Commit bb0a1163 authored by Davis King's avatar Davis King

Added the how to contribute page.

--HG--
extra : convert_revision : svn%3Afdd8eb12-d10e-0410-9acb-85c331704f74/trunk%402799
parent 567b807e
<?xml version="1.0" encoding="ISO-8859-1"?>
<?xml-stylesheet type="text/xsl" href="stylesheet.xsl"?>
<doc>
<title>How to Contribute</title>
<!-- ************************************************************************* -->
<body>
<br/><br/>
<!-- **************************** EASY CONTRIBUTIONS **************************** -->
There are some simple ways to contribute to dlib:
<ul>
<li> You could make a dlib logo </li>
<li> Find confusing or incorrect documentation </li>
<li> Help make the web page prettier </li>
<li> Link to dlib from your web page </li>
<li> Add yourself or your project to the list of
<a href="http://dclib.wiki.sourceforge.net/dlib_users">dlib users</a> </li>
<li> Try to compile the dlib regression test suite on any platforms you
have access to </li>
</ul>
<!-- **************************** CODE CONTRIBUTIONS **************************** -->
Code contributions are also welcome, however, you should read over the coding guidelines below
and try to follow them. It is also probably a good idea to read the books Effective C++ and
More Effective C++ by Scott Myers. And as always, feel free to contact me if you have any questions.

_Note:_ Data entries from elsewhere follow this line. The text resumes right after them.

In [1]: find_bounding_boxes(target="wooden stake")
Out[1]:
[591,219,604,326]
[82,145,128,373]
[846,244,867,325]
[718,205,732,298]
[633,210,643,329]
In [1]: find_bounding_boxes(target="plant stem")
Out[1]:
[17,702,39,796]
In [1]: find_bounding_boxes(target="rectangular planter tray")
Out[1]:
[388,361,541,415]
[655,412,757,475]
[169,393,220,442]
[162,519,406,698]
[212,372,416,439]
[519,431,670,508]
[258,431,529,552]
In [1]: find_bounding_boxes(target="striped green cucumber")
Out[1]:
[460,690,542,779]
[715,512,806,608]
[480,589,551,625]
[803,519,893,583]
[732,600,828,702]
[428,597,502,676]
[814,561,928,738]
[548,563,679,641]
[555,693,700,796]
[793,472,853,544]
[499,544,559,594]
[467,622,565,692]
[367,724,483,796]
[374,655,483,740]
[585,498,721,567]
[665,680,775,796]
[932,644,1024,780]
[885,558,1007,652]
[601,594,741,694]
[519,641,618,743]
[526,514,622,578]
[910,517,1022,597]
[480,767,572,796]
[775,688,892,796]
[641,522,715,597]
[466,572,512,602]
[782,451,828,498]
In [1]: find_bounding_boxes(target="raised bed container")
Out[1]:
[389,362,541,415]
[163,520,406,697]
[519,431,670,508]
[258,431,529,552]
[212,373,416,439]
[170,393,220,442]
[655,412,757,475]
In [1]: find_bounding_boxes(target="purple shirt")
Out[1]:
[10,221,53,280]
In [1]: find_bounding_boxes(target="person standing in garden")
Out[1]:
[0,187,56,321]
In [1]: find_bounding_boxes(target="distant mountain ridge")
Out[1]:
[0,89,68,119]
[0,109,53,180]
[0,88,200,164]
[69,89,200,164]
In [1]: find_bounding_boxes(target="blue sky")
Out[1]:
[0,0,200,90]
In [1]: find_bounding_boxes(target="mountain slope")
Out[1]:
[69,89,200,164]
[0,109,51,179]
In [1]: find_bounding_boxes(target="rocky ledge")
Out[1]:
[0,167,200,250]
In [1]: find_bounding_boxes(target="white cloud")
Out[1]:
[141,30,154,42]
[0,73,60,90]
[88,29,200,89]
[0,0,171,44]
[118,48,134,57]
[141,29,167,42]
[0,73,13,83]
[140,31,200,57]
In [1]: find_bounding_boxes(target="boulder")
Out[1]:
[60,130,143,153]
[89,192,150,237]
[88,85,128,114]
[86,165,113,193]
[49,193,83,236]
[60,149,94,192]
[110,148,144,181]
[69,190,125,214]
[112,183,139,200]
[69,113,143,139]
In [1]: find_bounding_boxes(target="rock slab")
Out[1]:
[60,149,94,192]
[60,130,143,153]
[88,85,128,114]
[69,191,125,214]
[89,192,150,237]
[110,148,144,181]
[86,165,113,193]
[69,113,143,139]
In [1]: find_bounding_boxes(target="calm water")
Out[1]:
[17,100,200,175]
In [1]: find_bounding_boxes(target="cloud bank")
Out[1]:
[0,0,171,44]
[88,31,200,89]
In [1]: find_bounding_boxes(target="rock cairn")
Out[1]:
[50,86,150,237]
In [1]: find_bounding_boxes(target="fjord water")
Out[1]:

<h2>Coding Guidelines</h2>
1. <a href="#1">Use Design by Contract</a><br/>
2. <a href="#2">Use spaces instead of tabs.</a><br/>
3. <a href="#3">Use the standard C++ naming convention</a><br/>
4. <a href="#4">Use RAII</a><br/>
5. <a href="#5">Don't use pointers</a><br/>
6. <a href="#6">Don't use #define for constants.</a><br/>
7. <a href="#7">Don't use stack based arrays.</a><br/>
8. <a href="#8">Use exceptions, but don't abuse them</a><br/>
9. <a href="#9">Write portable code</a><br/>
10. <a href="#10">Setup regression tests</a><br/>
11. <a href="#11">Use the Boost Software License</a><br/>
<ul>
<!-- **************************** -->
<anchor>1</anchor>
<li> <h3> Apply Design by Contract to Your Code </h3>
<ul><p>
The most important part of a software library isn't the code, it is the set
of interfaces the library exposes to the user. These interfaces need to be easy
to use right, and hard to use wrong. The only way this
happens is if the interfaces are documented in a simple, consistent, and precise way.
</p>
<p>
The name for the way I design and document these interfaces is known as
Design by Contract. There is a lot that can be said about Design by Contract, in fact,
whole books have been written about it, and programming languages exist which
use Design by Contract as a central element. Here I will just go over some
of the basic ways it is used in dlib as well some of the reasons why it is a Good Thing.
</p>
<li> <b>Functions should have documented preconditions which are programmatically verifiable</b>
<ul>
<p>
Many functions have a set of requirements or preconditions that need to be satisfied
if they are to be used. If these requirements are not satisfied
when a function is called then the function will not do what it is supposed to do. Moreover,
any piece of software that calls a function but doesn't make sure all preconditions
are satisfied contains a bug, <i>by definition</i>.
</p>
<p>
This means all functions must precisely document their preconditions if they are to be
usable. In fact, all preconditions should be programmatically verifiable. Doing this
has a number of benefits. First, it means they are unambiguous. English
can be confusing and vague, but saying "<tt>some_predicate == true</tt>" uses a
formal language, C++, that we all should understand quite well. Second, it means
you can put checks into the code that will catch <i>all</i> usage errors.
</p>
<p>
These checks should always be implemented using
<a href="metaprogramming.html#DLIB_ASSERT">DLIB_ASSERT</a> or
<a href="metaprogramming.html#DLIB_CASSERT">DLIB_CASSERT</a> and they should always
cover all preconditions.
These macros take a boolean argument and if it is false they throw dlib::fatal_error. So
you can use them to check that all your preconditions are true. Also, don't forget that
a violated function precondition indicates a bug in a program.
That is, when dlib::fatal_error is thrown it means a bug has been found and the only thing
an application can do at that point is print an error message and terminate.
In fact, dlib::fatal_error has checks in it to make sure someone doesn't catch the
exception and ignore it. These checks will abruptly terminate any program that attempts
to ignore fatal errors.
</p>
<p>
The above considerations bring me to my next bit of advice. Developers new to Design by Contract
often think input validation should be part of a function's preconditions.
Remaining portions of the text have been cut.